In junior high, I took a computer course that taught me a language called BASIC. I used this to program my first computer game. At the time it seemed like a huge project, but looking back I guess it was actually pretty simple. After I learned a few other programming languages, I wanted to find out how the parts of a computer worked. Uncle Mack let me have some of his outdated computer parts so that I could mess around with them. Most of the stuff seemed pretty easy, so I decided to build my own remote-controlled robot that’s got this really cool claw-like arm that picks things up for me. It has a few bugs that I still have to work out, but with a little more programming I bet I can get it to start talking and even walk the dog for me!

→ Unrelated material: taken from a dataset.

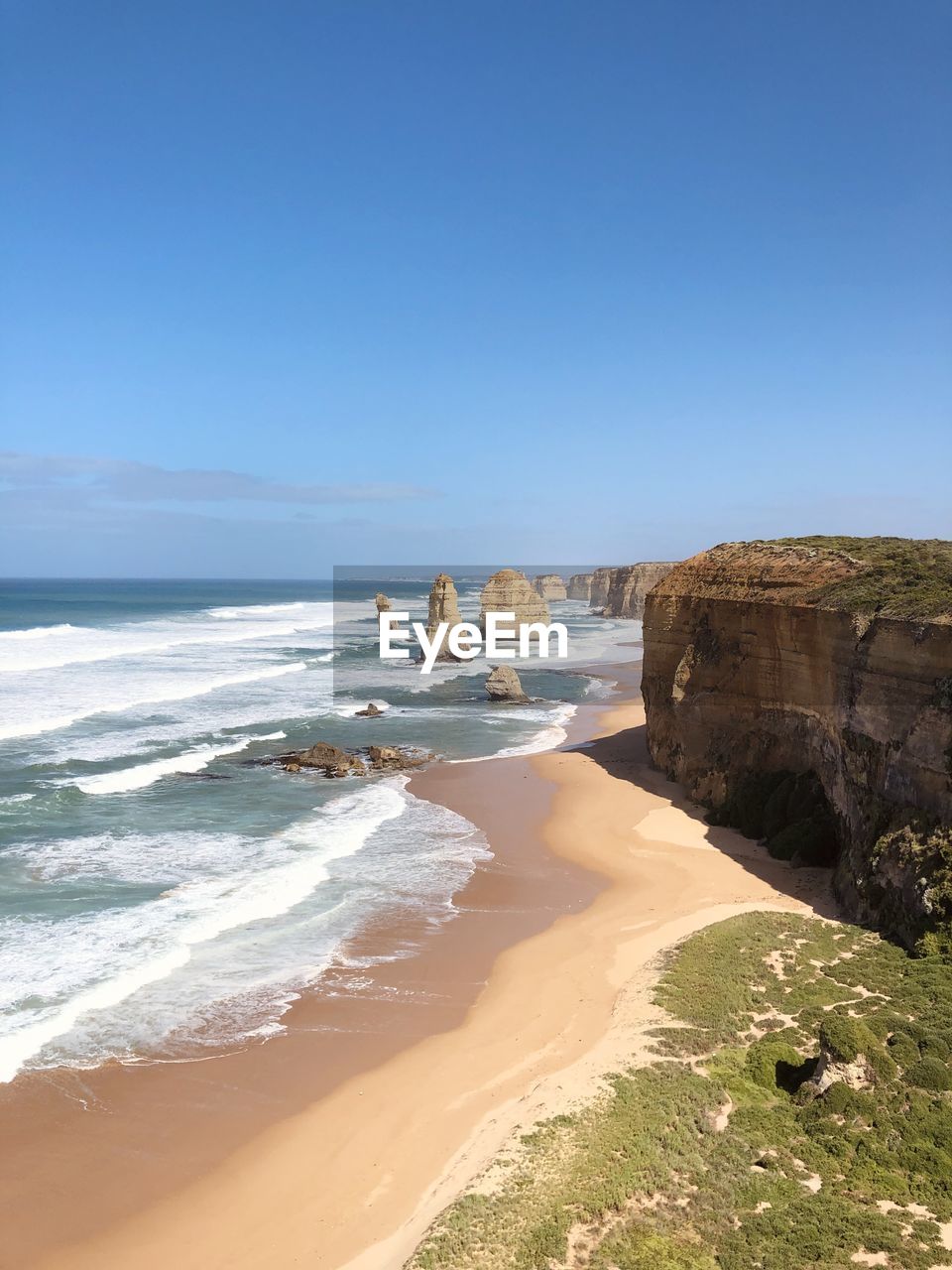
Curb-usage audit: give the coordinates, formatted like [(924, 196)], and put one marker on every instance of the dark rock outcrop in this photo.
[(792, 690), (580, 587), (335, 762), (322, 757), (397, 758), (503, 685)]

Most people think that it’s just e-mail and a bunch of web sites, but there’s really so much more - for me, it’s a way of life! Since I’m hearing impaired, it’s easier for me to chat with my friends, watch movie previews, and play cool multi-player games with people from all over the world. Sometimes I use the Internet to research homework or my latest computer project that I’m working on at home. I’ve even used it to ask computer industry experts how to solve a problem I’m having with my own programs. It’s KEWL!

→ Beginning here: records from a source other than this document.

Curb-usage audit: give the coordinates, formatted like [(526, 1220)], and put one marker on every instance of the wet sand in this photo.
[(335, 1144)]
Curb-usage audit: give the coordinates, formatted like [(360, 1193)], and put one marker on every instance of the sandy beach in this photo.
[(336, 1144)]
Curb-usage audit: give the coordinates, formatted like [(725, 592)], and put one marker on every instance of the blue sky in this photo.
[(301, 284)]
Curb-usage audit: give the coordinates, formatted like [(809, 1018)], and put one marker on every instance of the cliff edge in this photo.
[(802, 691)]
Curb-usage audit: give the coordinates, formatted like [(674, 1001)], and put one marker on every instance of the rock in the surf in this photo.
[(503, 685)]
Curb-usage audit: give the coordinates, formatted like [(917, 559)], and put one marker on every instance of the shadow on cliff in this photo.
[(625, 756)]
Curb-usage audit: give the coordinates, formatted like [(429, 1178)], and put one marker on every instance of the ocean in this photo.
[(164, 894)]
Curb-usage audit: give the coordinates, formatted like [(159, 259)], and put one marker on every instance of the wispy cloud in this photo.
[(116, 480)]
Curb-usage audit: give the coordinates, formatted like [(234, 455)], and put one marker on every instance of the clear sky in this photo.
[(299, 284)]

Every Tuesday and Thursday I volunteer in the computer lab at school and one day Crypto Cat came in with some questions about a pretty advanced secret code she was writing. She wanted me to help her write a program for a cryptology competition that she and her friend Decipher Dog were entered in. I had known for a long time that she was into cryptology, but I was never really interested in learning about it myself. Once she explained the basics of cryptology and the logic behind it, I thought this would be a really “kewl” project to work on. I met the rest of the team and once the competition was over, we formed a cryptology club that meets once a week to make and break codes.